His explanation is filled with jargon, but the point is that if Dragon’s attacks are non-random, they become predictable and avoidable, meaning that players could attack the objective earlier in the game to try to gain that gold and XP advantage.

"Likewise, if the idea is to buff Dragon overall, it will take a more concentrated effort where the damage from the Dragon needs to be considered alongside the possible interference from the opposing team. That means there will be a lot more strategic thought about when and how to approach and take the objective," Fizgerald said.

"It's really all up in the air, but I like to be a pie-sky dreamer and I'm hoping to see some upheaval in the action/approach to these secondary objectives as they have been one of the more static bits of the game," he continued. "The dances can turn into exciting team fights, but more often than not, they are just little two minute distractions that fizzle out and with the long-game changes of the past year, the buffs and gold rewards have felt a little lackluster."

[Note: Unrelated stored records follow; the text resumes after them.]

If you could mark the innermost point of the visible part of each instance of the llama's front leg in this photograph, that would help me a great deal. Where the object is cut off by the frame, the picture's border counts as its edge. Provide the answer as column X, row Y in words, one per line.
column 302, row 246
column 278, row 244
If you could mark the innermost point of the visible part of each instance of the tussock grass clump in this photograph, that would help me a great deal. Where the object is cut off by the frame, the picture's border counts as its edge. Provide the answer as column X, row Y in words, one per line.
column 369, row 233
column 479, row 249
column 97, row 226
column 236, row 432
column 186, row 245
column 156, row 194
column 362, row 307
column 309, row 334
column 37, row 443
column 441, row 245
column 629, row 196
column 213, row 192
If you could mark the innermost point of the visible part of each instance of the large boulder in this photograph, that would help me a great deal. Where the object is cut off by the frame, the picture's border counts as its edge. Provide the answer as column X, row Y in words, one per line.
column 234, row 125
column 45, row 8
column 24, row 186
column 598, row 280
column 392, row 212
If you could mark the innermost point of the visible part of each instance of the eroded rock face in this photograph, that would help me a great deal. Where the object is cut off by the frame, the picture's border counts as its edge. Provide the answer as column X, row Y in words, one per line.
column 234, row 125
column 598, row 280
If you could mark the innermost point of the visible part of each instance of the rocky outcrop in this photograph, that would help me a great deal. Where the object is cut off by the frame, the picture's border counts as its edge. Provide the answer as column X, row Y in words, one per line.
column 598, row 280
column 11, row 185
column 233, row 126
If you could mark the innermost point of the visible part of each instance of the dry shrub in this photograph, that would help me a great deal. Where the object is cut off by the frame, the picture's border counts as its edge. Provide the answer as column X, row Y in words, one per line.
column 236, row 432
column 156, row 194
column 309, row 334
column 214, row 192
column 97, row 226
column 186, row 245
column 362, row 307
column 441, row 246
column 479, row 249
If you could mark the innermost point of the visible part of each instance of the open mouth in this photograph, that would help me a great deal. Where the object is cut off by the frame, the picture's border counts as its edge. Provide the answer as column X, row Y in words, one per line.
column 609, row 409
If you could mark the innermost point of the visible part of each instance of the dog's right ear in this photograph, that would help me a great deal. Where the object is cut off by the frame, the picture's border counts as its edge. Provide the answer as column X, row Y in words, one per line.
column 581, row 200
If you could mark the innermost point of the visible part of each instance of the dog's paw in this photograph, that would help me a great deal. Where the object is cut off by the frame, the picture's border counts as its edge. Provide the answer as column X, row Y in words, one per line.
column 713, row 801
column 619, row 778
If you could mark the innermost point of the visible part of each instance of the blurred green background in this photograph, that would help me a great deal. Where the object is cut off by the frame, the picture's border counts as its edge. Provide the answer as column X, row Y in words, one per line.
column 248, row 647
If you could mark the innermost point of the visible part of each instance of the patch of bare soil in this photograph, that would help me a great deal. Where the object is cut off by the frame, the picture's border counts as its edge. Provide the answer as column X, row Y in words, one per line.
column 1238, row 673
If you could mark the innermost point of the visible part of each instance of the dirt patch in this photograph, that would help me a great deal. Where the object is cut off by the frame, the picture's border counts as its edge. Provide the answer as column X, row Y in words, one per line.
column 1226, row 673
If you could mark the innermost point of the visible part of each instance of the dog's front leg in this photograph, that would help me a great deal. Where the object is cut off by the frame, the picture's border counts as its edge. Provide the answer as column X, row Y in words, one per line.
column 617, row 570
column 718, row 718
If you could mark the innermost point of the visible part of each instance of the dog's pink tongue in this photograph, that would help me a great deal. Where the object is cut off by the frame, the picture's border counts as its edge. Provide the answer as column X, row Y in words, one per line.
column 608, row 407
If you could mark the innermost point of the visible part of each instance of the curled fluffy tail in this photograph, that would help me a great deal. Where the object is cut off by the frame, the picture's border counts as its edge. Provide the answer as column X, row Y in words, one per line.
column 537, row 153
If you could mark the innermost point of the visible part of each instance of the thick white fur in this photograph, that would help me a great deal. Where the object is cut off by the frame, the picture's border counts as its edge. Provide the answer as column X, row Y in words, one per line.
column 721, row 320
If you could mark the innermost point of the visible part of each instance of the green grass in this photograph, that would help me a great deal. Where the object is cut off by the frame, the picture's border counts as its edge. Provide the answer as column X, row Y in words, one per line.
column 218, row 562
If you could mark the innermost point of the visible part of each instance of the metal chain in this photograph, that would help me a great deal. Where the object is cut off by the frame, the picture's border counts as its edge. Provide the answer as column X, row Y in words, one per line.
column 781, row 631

The game will be easier to watch

It's important to remember that League of Legends isn't only one of the biggest games in the world in terms of players, it's an amazingly popular spectator sport. These changes to Summoner's Rift won't just benefit the players, but those watching during live events or from their home.

"As to the individual elements, I think they've done a fantastic job increasing readability. The minions really pop, the jungle creeps all have a nice glow that sets them out from the backdrop," Fizgerald stated.

"The lane colors are fairly bright and that is where the bulk of the casting is going to take place in general. That level of pop and ability to distinguish mobs from players from spellcasts for spectators is going to make the game more watchable, I think. People who are less familiar with the game are going to have much stronger visual cues as to what belongs to which side and what the teams are working toward."

These changes are just updates to the game’s visuals combined with a few tweaks to non-player characters on a single map, at least on paper.

In practice, this could drastically change how the game is played at the higher levels; even small changes can lead to massive changes in strategy and timing, and these aren’t exactly small changes. Expect some very interesting play to begin once these changes are rolled out to players.